Dogfish Woman is drawn from another sculpture, The Spirit of Haida Gwaii (1986)—an iconic work Reid commissioned by architect Arthur Erickson for the courtyard of the Canadian Embassy in Washington, D.C. The Vancouver International Airport commissioned a second cast of the work which is permanently installed in the international terminal. The work also appears on the back of the Canadian twenty-dollar bill. Dogfish Woman — a mythic figure, distinguished in traditional Haida design by a hooked beak that signifies her transformative powers, and a labret in her lower lip — was a favourite subject of Reid’s who has given her the stylized nose of the shark reconfigured as a crown. Reid’s portrayal of Bear Mother, a Haida woman who becomes the mother of cub children, is depicted with a smooth, human face and stylized fur.
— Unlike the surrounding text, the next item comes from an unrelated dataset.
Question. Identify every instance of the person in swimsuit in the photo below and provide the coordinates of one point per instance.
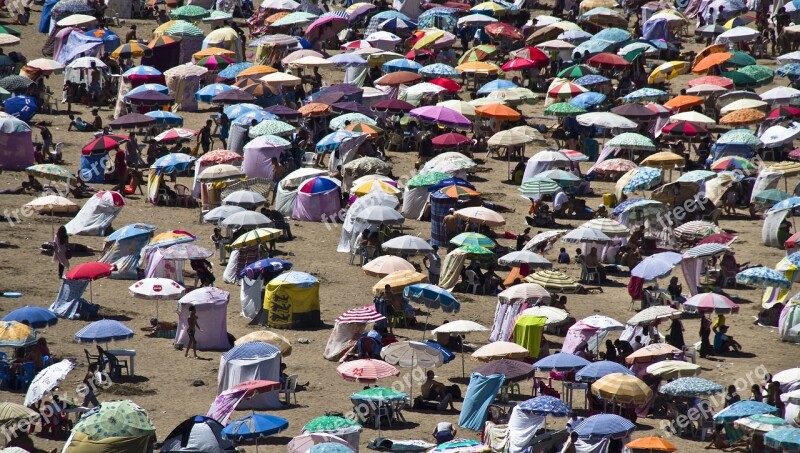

Bill Reid, Dogfish Woman, 1991. Plaster on marble pedestal. SFU Art Collection. Gift of Allan and Faigie Waisman, 2002.

Title
Dogfish Woman
Artist
Bill Reid
Year
1991
Collection
SFU Art Collection
Artists
Haida artist Bill Reid (1920–1998) trained as a jeweler at Ryerson Polytechnical Institute and the London School of Design. After seeing bracelets carved by his great uncle, Charles Edenshaw, Reid became a dedicated student of Haida art and is often cited as the single most important figure in the late twentieth-century renaissance of Haida culture.